Driving south to Phuket

After leaving the Bangkok maelstrom we started to move south onto relatively calmer highways.  I say calmer, but to me I still felt out of my depth.  I had a natural urge to defend what I thought was my vehicular space and to make it difficult for the mad drivers who tried to undertake and cut in front, or overtake when an overloaded lorry was hurtling towards us at a closing speed of a 100 miles an hour.  It is of course my imported, and ill founded road sense that is the problem.  I gradually realised that by acting differently I was the issue; therefore if I behaved like other drivers, that is behave badly, I will blend in, not be a problem and hence forth enjoy the experience instead of trying to fight it.

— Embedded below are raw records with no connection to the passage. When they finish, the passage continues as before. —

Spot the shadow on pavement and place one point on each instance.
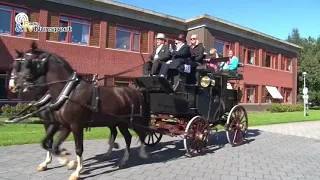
(163, 152)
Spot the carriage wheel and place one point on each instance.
(196, 136)
(237, 125)
(152, 138)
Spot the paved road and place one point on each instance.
(266, 155)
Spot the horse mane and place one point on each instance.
(60, 59)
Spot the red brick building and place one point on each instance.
(109, 37)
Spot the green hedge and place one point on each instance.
(9, 111)
(285, 108)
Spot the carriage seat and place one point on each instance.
(233, 75)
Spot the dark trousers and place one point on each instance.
(152, 67)
(164, 69)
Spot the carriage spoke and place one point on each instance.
(237, 126)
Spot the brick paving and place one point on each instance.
(266, 155)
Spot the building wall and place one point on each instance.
(255, 75)
(101, 57)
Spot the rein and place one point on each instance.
(109, 76)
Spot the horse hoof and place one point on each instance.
(63, 161)
(72, 165)
(116, 146)
(144, 156)
(74, 178)
(41, 168)
(64, 152)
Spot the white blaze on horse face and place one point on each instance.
(111, 145)
(44, 165)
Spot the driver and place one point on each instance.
(179, 56)
(160, 55)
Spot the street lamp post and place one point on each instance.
(305, 94)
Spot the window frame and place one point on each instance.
(6, 77)
(69, 21)
(272, 60)
(132, 33)
(12, 18)
(245, 55)
(285, 92)
(226, 43)
(255, 89)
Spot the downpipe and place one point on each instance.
(65, 93)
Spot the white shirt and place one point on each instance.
(157, 51)
(178, 47)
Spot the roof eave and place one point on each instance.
(239, 27)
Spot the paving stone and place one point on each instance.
(270, 155)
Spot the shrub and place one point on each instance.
(285, 108)
(9, 111)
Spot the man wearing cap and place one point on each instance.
(160, 55)
(179, 56)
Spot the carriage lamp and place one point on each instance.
(205, 81)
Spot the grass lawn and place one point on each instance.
(14, 134)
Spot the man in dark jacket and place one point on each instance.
(179, 56)
(160, 55)
(197, 50)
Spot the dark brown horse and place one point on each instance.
(72, 103)
(42, 98)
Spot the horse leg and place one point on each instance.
(142, 132)
(128, 137)
(112, 144)
(48, 115)
(78, 139)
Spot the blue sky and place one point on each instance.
(274, 17)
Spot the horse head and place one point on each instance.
(36, 64)
(25, 69)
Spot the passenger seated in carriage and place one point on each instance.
(231, 65)
(180, 56)
(160, 55)
(197, 50)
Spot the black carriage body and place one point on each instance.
(164, 100)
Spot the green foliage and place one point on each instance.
(9, 111)
(314, 98)
(276, 108)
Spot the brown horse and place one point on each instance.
(42, 98)
(72, 99)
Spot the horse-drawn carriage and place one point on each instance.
(194, 111)
(174, 106)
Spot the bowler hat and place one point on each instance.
(181, 37)
(160, 36)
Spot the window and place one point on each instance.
(251, 94)
(270, 61)
(170, 40)
(222, 47)
(7, 20)
(127, 38)
(80, 31)
(287, 96)
(283, 63)
(16, 95)
(3, 85)
(249, 56)
(288, 63)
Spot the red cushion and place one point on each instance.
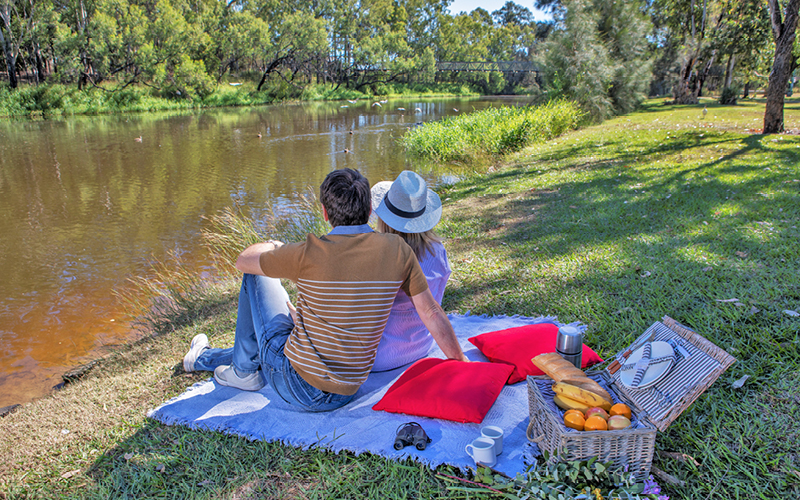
(517, 346)
(446, 388)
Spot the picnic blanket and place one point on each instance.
(263, 415)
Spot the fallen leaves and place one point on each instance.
(740, 383)
(71, 473)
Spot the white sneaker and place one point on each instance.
(226, 375)
(199, 344)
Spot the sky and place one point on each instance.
(493, 5)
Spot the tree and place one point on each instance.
(511, 13)
(783, 31)
(10, 38)
(598, 56)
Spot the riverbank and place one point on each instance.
(661, 212)
(49, 100)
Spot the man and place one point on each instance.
(346, 282)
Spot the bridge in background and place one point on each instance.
(501, 66)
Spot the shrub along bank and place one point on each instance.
(492, 133)
(660, 212)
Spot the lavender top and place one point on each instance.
(405, 339)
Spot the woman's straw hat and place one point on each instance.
(407, 205)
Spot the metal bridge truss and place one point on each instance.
(501, 66)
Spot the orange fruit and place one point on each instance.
(620, 409)
(574, 420)
(595, 423)
(576, 412)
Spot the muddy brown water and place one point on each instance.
(87, 202)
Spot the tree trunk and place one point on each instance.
(40, 70)
(729, 71)
(8, 51)
(701, 77)
(784, 34)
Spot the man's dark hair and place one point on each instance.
(346, 197)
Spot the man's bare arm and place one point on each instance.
(249, 262)
(436, 321)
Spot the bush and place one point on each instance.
(491, 133)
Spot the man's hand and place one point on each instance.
(435, 320)
(292, 311)
(249, 262)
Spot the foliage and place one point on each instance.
(657, 212)
(491, 133)
(578, 480)
(597, 57)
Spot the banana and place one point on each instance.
(581, 395)
(566, 403)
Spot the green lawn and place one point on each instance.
(661, 212)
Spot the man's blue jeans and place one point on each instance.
(263, 325)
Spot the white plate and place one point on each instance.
(655, 371)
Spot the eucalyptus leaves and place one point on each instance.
(581, 480)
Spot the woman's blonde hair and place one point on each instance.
(421, 243)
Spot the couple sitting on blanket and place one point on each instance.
(363, 300)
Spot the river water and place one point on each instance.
(87, 202)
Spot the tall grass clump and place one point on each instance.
(171, 294)
(491, 133)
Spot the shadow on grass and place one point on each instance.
(184, 463)
(620, 240)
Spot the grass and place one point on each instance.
(656, 213)
(491, 133)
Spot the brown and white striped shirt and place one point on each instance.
(346, 285)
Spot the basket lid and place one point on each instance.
(670, 366)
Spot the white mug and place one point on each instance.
(496, 435)
(482, 451)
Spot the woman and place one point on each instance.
(408, 208)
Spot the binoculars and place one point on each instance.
(411, 433)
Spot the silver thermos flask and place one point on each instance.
(569, 344)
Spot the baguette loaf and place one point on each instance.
(561, 370)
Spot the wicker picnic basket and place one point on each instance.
(653, 408)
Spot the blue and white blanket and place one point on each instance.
(356, 427)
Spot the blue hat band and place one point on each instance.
(402, 213)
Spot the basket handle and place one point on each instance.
(528, 432)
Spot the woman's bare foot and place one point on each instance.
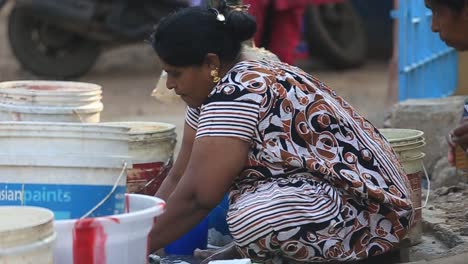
(227, 252)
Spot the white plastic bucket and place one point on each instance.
(26, 235)
(67, 168)
(48, 138)
(51, 101)
(118, 239)
(151, 148)
(408, 144)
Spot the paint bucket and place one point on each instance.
(218, 229)
(75, 170)
(408, 144)
(117, 239)
(26, 235)
(195, 238)
(151, 148)
(51, 101)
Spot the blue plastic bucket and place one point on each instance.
(195, 238)
(75, 170)
(217, 217)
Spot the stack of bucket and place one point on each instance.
(408, 144)
(54, 155)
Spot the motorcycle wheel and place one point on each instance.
(48, 50)
(335, 33)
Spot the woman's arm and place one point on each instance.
(180, 164)
(214, 163)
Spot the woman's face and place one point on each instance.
(451, 26)
(192, 83)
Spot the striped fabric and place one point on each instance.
(191, 117)
(321, 184)
(274, 208)
(228, 119)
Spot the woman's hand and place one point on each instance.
(214, 163)
(458, 136)
(174, 175)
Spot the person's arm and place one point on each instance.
(214, 163)
(180, 164)
(459, 136)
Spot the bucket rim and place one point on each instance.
(23, 231)
(58, 160)
(94, 107)
(21, 87)
(156, 210)
(166, 127)
(412, 134)
(48, 126)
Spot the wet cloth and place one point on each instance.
(320, 184)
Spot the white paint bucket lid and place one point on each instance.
(22, 226)
(402, 137)
(63, 129)
(49, 87)
(49, 93)
(140, 130)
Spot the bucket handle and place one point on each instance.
(428, 188)
(124, 169)
(79, 116)
(163, 169)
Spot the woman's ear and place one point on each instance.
(212, 61)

To some extent this strategy works, and it does at least while away the miles.
Our first night's stop was at the holiday resort of Hua Hin.  It is a well liked resort for thousands of Bangkok's citizens who make their holiday homes here or come away for the weekend or day trip.  It lives up to its reputation and is a very pleasing place, with fresh sea air overlooking the Gulf of Thailand - it is a sun rise location.  August is the start of the low season in Thailand due to the monsoon.  This was apparent in relatively few tourists frequenting an over-abundance of bars, restaurants and hotel amenities.
Next day, after an early start, we had a long drive to Ranong.  Following the Route 4 for tens of miles, there is suddenly a choice of route to Phuket at a town called Chumphon; the road divides by going due west to the Andaman coast (sun set country) or continues south towards Surat Thani (sun rise country).  They meet up again at the the Sarasin bridge linking Phuket island to the mainland.  Ranong is officially the wettest town in Thailand with annual rainfall in excess of 650cm, which is 255 inches in old money!  It is a border town with Myanmar (Burma) and is very close to the Andaman Sea.  At this point Thailand is a very narrow strip of land only 27 miles from coast to coast.  This is what my geography teacher described as an 'isthmus'.
Three interesting things about Ranong:
  1. The Japanese landed here on 8 December 1941 (the day before Pearl Harbour) and thus started the Pacific War.
  2. It is a site for a proposed canal linking the Andaman sea with the Gulf of Thailand - but whether this will take place is another story.
  3. The isthmus marks the boundary between two sections of the central cordillera, the mountain chain which runs from Tibet through all of the Malay peninsula. (I just find a link with Tibet from so far south in Thailand is fascinating).
The mountain road from Chumphon was bendy and up and down hill.  Heavy violent showers stopped suddenly with dazzling outbreaks of sunshine.  The road is not fast and in parts is being re-built but it is scenic and made a change from the flat road leading out of Hua Hin.
We found a hotel called the Tinidee, which in Thai means 'a nice place'.  We were offered the last room of the 138 bedrooms.  The rest were occupied by Thai army officers and a university trip. 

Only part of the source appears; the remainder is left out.